The Valeo case raises a question the piece circles without quite landing: at what point does a sector label become analytically useless? An auto parts company with pre-revenue AI moonshots is still classified as Consumer Discretionary or Industrials, depending on the index. The allocator running a sector tilt is holding something the label no longer describes.

The Apollo private credit observation is the sharper one. Rowan's $40 trillion market claim with $2 trillion below investment grade is the kind of framing that makes the asset class look orderly from the outside while concentrating the analytical work entirely on what sits in the other $38 trillion. That is either reassuring or terrifying, depending on your prior.

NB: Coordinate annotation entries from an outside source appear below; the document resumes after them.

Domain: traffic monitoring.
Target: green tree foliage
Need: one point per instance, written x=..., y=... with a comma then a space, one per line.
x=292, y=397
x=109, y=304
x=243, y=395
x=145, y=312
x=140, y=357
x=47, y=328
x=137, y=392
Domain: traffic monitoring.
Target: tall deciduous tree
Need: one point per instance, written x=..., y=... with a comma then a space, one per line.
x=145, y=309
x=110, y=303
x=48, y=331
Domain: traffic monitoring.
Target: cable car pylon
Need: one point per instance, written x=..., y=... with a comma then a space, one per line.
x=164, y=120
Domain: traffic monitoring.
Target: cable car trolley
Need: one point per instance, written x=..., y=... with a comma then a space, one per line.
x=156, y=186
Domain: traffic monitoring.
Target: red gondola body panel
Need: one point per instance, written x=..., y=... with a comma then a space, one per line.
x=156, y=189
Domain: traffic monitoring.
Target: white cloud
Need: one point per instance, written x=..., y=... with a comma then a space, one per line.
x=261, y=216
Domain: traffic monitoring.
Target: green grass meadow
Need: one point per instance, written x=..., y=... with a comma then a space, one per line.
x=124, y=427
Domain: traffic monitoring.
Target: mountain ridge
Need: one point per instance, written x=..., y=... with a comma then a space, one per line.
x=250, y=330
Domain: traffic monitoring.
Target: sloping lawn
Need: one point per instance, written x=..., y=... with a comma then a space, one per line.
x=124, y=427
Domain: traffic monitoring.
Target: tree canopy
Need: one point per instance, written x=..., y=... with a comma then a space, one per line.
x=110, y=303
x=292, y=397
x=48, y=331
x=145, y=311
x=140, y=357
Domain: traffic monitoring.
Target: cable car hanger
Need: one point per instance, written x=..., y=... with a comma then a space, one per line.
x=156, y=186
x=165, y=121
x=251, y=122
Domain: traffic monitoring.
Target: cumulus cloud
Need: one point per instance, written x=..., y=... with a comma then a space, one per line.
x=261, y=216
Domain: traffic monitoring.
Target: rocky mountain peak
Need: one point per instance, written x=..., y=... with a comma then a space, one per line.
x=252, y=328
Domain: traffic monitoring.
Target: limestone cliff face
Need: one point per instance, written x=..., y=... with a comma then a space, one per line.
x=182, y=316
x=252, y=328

Humanoids are just cars with legs is the best sentence written about AI industrials this week.

Scenarica's avatar

The comparison between 2000 and now has a probability layer worth making explicit. In 2000 the market was not wrong that the internet would reshape business. It was wrong about the hit rate, pricing every web-adjacent pivot as if it had a one-in-three chance of being Amazon when the base rate was closer to one in fifty.

The same structure sits inside the Valeo move. The market is buying an option on an AI pivot, which is a rational thing to price. The question is what implied probability it has assigned to a 103-year-old auto-parts supplier building meaningful AI revenue before the narrative window closes. One battery storage contract and a set of conference slides about liquid cooling probably warrants something in the low single digits. The stock moved as if it were multiples of that, and the short squeeze made the mechanical look informational.

That is the part of the cycle the dot-com parallel should warn about. The pivots that worked, Amazon and Nvidia, looked identical to the ones that failed at the moment of the announcement. The market could not tell them apart either, but it priced the whole portfolio as if the hit rate were high. The error was in the portfolio implied probability, not in buying optionality on the narrative.